Born 10 October 1962, in Redwood City, California, USA. Married and has two children. He enjoys snow skiing, hiking, softball and football.

Education

Graduated from San Carlos High School, San Carlos, California, USA in 1980; received a Bachelor of Science degree in Mechanical Engineering from the University of California, Berkeley, in 1984, and a master of science degree in industrial engineering from the University of Houston in 1989.

Experience

Walheim was commissioned as a second lieutenant in the U.S. Air Force in May 1984. In April of 1985 he was assigned to Cavalier Air Force Station in Cavalier, North Dakota, USA, where he worked as a missile warning operations crew commander.

In October 1986, he was reassigned to the Johnson Space Center, Houston, Texas, where he worked as a mechanical systems flight controller and was the lead operations engineer for the Space Shuttle landing gear, brakes, and emergency runway barrier.

Walheim was transferred to Headquarters Air Force Space Command in Colorado Springs, Colorado, in August 1989, where he was manager of a programme upgrading missile warning radars.

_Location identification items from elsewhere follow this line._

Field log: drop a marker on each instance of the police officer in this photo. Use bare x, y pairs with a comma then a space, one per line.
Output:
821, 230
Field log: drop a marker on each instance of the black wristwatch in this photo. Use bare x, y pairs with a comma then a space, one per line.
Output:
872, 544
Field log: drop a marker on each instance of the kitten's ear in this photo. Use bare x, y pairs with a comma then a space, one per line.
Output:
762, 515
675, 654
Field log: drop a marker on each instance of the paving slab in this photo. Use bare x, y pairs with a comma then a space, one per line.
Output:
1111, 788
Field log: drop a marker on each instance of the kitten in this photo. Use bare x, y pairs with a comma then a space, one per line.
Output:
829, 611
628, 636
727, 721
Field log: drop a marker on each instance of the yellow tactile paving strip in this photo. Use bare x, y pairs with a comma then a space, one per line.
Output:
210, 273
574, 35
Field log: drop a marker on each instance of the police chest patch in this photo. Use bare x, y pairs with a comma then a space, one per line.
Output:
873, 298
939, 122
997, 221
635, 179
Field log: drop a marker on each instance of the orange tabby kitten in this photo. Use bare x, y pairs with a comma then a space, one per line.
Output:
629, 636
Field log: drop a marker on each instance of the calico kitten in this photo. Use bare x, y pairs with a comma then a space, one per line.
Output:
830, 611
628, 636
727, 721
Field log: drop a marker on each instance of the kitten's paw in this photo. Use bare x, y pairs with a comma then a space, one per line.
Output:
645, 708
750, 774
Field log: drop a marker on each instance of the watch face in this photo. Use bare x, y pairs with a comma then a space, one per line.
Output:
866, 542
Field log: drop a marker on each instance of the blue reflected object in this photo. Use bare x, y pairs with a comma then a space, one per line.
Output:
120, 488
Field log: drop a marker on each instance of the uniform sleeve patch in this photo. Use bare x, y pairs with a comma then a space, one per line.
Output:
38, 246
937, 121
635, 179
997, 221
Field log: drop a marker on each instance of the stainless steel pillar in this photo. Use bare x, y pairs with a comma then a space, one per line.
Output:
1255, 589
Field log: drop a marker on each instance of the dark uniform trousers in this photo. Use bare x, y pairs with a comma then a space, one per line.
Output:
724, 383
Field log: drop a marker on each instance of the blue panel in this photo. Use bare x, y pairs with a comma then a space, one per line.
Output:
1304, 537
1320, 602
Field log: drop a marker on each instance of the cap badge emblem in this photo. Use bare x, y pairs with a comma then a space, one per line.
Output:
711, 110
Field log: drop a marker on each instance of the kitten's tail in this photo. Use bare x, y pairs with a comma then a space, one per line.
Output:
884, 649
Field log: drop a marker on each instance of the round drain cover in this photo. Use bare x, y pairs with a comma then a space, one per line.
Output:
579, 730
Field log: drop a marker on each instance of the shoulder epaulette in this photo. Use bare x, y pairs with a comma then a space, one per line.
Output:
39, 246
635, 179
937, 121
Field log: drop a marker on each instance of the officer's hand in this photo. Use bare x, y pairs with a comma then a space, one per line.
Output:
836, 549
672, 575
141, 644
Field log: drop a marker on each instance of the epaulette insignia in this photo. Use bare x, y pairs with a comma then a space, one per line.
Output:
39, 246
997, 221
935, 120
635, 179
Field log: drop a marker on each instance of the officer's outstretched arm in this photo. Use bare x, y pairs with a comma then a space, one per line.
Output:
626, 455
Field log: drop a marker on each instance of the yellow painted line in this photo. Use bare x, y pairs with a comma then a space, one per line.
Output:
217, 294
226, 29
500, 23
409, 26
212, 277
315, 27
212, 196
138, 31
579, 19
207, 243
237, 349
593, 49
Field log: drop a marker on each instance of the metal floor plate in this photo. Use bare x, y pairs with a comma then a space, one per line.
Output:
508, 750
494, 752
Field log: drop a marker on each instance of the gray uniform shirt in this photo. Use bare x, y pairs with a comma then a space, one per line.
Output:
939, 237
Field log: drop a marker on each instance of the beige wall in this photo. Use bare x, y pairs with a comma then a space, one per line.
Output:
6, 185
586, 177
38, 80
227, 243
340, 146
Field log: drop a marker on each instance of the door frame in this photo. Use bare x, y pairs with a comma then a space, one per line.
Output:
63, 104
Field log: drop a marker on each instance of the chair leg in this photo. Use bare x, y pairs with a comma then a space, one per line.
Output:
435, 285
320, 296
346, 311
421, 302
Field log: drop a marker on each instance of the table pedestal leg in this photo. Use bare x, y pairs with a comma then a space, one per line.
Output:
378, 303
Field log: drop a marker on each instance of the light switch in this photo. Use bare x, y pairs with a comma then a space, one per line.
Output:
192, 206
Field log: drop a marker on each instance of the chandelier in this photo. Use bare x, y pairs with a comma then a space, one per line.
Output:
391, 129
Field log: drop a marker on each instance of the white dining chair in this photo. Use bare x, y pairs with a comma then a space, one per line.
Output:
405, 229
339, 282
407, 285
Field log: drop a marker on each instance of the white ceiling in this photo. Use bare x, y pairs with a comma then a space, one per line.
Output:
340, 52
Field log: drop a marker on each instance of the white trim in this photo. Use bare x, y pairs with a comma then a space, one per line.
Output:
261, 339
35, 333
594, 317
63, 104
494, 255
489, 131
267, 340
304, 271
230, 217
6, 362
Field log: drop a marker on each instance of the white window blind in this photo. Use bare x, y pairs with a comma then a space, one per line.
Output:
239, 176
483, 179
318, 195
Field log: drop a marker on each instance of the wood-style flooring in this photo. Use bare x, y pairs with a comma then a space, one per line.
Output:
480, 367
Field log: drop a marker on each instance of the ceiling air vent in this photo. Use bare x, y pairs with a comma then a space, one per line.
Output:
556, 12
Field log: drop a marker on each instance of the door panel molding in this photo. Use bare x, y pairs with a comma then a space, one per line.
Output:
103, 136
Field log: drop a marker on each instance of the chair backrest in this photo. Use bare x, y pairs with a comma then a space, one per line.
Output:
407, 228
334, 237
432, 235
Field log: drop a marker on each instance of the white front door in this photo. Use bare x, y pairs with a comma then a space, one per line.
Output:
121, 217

He was selected for the flight test engineer course at the U.S. Air Force Test Pilot School in 1991, and attended the course at Edwards Air Force Base California in 1992. Following his graduation, he was assigned to the F-16 Combined Test Force at Edwards where he was a project manager, and then commander of the avionics and armament flight. In January 1996, Walheim became a U.S. Air Force Test Pilot School instructor, where he served until he commenced astronaut training.

NASA experience

Walheim served as a flight controller and operations engineer at the Johnson Space Center from October 1986 to January 1989. He was selected by NASA in March 1996 and reported to the Johnson Space Center in August 1996. After completing two years of training and evaluation, he qualified for flight assignment as a mission specialist.

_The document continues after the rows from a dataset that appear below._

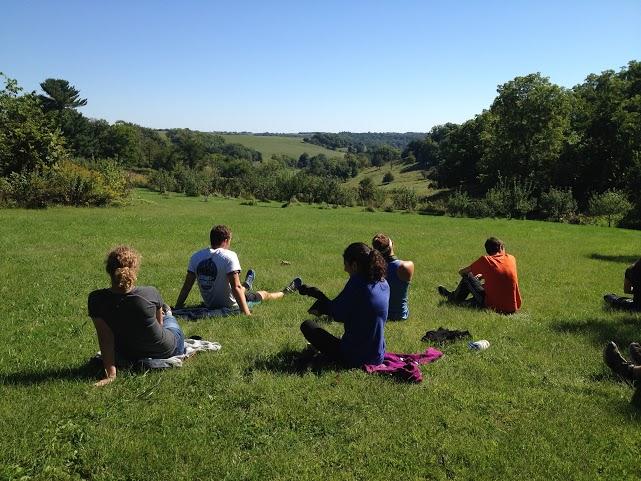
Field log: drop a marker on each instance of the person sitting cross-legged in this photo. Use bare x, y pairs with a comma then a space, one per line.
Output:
500, 289
630, 371
631, 285
217, 270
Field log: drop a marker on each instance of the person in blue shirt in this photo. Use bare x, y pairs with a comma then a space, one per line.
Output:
399, 276
361, 306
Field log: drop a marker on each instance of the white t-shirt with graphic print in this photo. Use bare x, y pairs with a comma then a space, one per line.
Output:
211, 267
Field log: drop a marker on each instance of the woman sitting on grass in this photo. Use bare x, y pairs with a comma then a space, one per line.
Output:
361, 306
131, 322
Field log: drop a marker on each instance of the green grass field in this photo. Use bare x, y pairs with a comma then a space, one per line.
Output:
273, 144
538, 404
404, 176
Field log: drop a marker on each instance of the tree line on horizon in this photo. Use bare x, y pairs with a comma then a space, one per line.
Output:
539, 151
539, 141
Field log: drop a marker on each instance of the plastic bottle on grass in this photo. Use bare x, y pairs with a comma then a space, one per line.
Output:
481, 345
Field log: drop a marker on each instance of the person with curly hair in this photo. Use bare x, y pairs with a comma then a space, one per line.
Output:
361, 306
131, 322
399, 276
499, 290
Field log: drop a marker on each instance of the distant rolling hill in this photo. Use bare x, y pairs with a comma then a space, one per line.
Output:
405, 175
276, 144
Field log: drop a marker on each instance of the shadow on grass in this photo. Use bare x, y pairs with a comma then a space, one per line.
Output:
288, 361
411, 167
607, 258
599, 331
86, 372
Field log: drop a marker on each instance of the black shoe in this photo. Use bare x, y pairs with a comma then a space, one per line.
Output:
635, 353
444, 292
293, 286
616, 361
249, 279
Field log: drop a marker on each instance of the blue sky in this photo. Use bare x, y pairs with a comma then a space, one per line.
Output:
286, 66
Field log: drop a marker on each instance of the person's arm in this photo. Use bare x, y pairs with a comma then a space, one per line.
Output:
476, 268
343, 305
405, 271
238, 291
107, 350
465, 270
190, 278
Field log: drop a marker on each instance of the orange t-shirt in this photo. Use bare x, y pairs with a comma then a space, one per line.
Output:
501, 281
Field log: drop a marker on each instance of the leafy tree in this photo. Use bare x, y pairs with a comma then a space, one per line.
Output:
28, 139
557, 204
383, 154
525, 131
612, 204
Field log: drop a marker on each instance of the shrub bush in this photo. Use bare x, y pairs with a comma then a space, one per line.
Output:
611, 204
404, 198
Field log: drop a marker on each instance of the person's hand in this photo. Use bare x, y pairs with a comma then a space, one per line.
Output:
310, 291
105, 381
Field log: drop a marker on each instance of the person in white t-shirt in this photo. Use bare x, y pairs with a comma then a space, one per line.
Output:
217, 270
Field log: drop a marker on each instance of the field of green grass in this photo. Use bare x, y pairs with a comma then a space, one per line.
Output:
404, 176
538, 404
273, 144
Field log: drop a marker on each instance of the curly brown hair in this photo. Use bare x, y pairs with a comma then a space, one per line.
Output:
382, 244
122, 265
369, 262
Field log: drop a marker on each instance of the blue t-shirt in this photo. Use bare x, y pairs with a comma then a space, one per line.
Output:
362, 308
399, 306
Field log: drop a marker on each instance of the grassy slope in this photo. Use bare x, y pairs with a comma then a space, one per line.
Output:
268, 145
404, 176
538, 404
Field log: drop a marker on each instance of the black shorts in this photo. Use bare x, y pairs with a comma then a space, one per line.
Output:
254, 297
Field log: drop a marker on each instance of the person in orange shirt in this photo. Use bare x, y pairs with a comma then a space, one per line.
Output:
500, 287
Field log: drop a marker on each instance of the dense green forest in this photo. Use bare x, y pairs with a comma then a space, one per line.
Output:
539, 151
362, 141
539, 140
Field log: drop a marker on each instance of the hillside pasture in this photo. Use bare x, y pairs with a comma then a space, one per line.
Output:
538, 404
269, 145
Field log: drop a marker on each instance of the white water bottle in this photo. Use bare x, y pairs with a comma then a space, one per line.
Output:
481, 345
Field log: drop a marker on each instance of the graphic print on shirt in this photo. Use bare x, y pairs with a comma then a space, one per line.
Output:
206, 271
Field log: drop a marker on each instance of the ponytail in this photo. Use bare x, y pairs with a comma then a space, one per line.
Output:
377, 266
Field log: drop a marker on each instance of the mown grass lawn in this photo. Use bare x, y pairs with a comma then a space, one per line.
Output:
538, 404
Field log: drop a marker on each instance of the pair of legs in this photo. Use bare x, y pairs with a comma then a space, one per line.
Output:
468, 285
322, 340
619, 365
256, 297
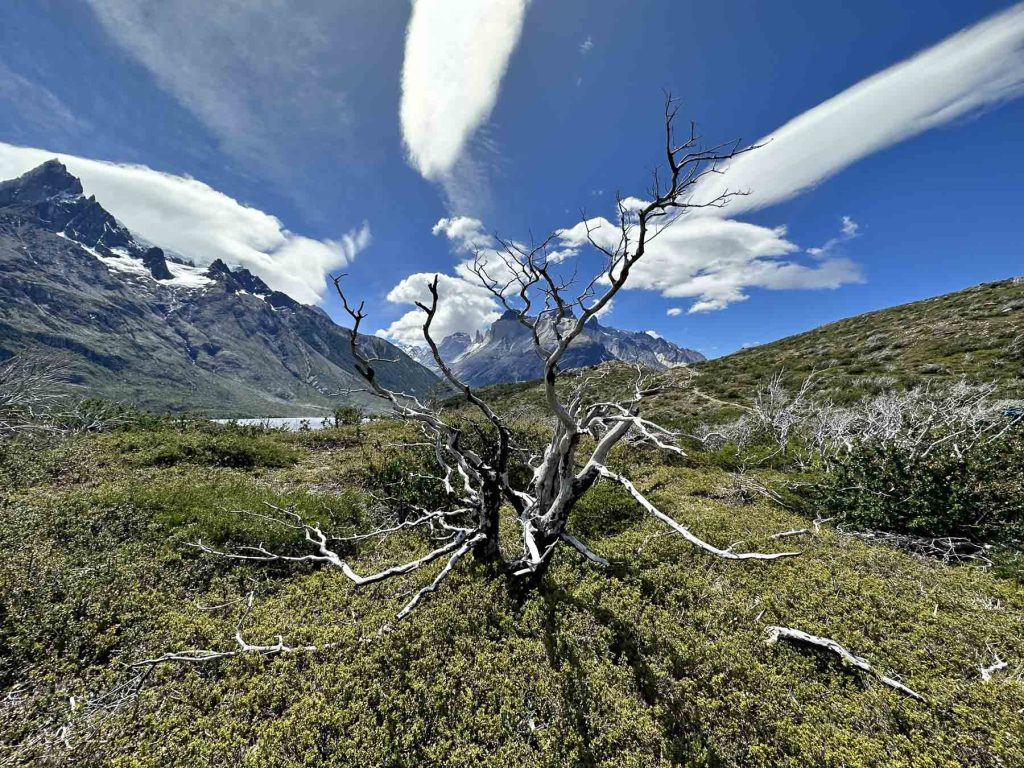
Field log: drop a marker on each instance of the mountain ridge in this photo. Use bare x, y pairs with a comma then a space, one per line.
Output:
140, 327
506, 351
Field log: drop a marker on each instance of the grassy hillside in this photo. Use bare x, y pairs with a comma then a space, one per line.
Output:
659, 662
978, 333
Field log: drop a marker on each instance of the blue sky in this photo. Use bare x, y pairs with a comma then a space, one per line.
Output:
516, 116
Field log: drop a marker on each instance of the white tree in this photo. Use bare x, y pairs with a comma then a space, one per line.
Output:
525, 281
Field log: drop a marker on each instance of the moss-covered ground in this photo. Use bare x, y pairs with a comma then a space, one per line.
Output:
658, 662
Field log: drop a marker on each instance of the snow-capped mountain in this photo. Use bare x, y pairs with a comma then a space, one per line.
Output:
505, 352
140, 326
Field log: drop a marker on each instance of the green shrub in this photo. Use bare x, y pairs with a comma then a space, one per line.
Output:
236, 449
347, 415
977, 495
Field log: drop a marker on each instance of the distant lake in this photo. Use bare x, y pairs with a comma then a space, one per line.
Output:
292, 424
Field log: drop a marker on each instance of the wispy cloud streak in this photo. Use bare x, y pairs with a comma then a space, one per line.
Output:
975, 70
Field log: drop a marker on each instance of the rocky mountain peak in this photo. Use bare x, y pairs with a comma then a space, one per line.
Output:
238, 280
51, 179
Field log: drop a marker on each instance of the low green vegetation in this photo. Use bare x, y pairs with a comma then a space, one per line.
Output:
658, 660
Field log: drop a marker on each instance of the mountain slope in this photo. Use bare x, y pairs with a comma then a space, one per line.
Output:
506, 352
976, 333
140, 328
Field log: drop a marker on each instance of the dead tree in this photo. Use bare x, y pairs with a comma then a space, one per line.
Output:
528, 282
31, 389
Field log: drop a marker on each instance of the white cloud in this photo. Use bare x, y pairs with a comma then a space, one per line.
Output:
467, 233
462, 306
265, 78
201, 223
714, 261
977, 69
848, 231
457, 52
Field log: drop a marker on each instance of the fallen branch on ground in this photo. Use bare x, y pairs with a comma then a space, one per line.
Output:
798, 636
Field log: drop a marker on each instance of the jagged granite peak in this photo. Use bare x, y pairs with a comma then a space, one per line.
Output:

Initially, Walheim was assigned technical duties in the Astronaut Office Space Station Operations Branch, where he helped develop the initial procedures and displays used on the space station, and served as a Capcom in the Mission Control Center. He served on the EVA crew of the STS-110 mission. After his first flight, he was assigned to the EVA branch, where he served as the astronaut office representative for the Extra Vehicular Mobility Unit, (the EVA spacesuit).

Walheim is assigned as a mission specialist on the STS-122 mission that will deliver the European Space Agency's Columbus Laboratory to the International Space Station and will undertake all three spacewalks during the mission.

Spaceflight experience

STS-110 Atlantis (8-19 April 2002) was the 13th Shuttle mission to visit the International Space Station. Mission milestones included: the delivery and installation of the SO (S-Zero) Truss; the first time the station's robotic arm was used to manoeuvre spacewalkers around the Station; and the first time that all of a shuttle crew's spacewalks were based from the Station's Quest Airlock. Walheim performed 2 EVAs totalling 14 hours and 5 minutes. The crew mechanically attached and powered up the new truss, and spent a week in joint operations with the Station’s Expedition-4 crew.